In this hypothetical election, there are 13 seats to give out (I picked this number because it’s small but not too small, and prime but not too close to the number 10 to make the result obvious) and the parties got the following results:

  • Red Party: 32.6% (907 votes)
  • Orange Party: 29.8% (830 votes)
  • Blue Party: 22.5% (626 votes)
  • Green Party: 10.5% (292 votes)
  • Yellow Party: 4.6% (127 votes)

The Yellow Party didn’t reach the 5% threshold and is eliminated from the race. All the other parties got more than 1/13th of the vote (obviously), so to start our algorithm off, all the other parties get one seat each. This means each eligible party has 7.69% of the available seats. Their misrepresentations are: Red -24.91%; Orange -22.14%; Blue -14.81%; Green -2.80%.
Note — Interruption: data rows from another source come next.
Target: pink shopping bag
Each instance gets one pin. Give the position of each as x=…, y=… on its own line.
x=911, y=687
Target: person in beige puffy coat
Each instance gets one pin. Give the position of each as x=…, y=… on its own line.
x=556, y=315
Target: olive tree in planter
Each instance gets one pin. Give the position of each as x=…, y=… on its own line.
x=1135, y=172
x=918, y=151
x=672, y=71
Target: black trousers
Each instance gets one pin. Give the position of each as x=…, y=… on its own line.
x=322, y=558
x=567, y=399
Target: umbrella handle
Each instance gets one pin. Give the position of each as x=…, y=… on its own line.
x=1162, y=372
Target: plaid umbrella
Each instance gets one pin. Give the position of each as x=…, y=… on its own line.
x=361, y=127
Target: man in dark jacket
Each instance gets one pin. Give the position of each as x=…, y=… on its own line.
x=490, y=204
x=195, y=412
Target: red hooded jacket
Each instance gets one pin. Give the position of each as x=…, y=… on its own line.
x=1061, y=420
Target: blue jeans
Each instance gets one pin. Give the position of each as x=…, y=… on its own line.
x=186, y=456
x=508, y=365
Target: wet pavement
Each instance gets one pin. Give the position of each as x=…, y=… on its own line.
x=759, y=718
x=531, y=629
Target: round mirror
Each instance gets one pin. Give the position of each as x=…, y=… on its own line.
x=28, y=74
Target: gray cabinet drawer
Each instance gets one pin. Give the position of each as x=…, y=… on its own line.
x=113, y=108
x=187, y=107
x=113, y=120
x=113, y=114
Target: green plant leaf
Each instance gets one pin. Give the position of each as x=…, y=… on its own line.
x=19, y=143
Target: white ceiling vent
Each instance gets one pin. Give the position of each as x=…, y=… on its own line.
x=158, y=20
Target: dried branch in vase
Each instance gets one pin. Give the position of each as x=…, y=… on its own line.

Since Red is the most under-represented, we give them the first extra seat. This changes their misrepresentation to -17.22%, so now the Orange party is the most unfairly under-represented. They get one seat bringing them to -14.45%, making Red once again the most under-represented by the current standing.

Giving Red their third seat makes Blue the most under-represented, and giving Blue their second seat makes Orange the worst under-represented. This continues until all 13 seats have been given out: Red; Blue; Orange; Green.

The final standing of the parties is as following:

  • Red: 4 seats, misrepresentation -1.83%
  • Orange: 4 seats, misrepresentation +0.93%
  • Blue: 3 seats, misrepresentation +0.58%
  • Green: 2 seats, misrepresentation +4.89%
  • (Yellow: 0 seats, misrepresentation -4.57%)

In a real election with many seats (national legislatures typically have hundreds), the result would give Red a few more seats than Orange, establishing their plurality. As it is, Orange could lead government with Blue even though they didn’t get the largest number of votes (though still a majority together). There’d also be a smaller over-representation of Green at the end. For instance, in a house with 131 seats, the result would be: Red 44 (+0.99%); Orange 41 (+1.46%); Blue 31 (+1.16%); Green 15 (+0.95%); Yellow 0 (-4.57%).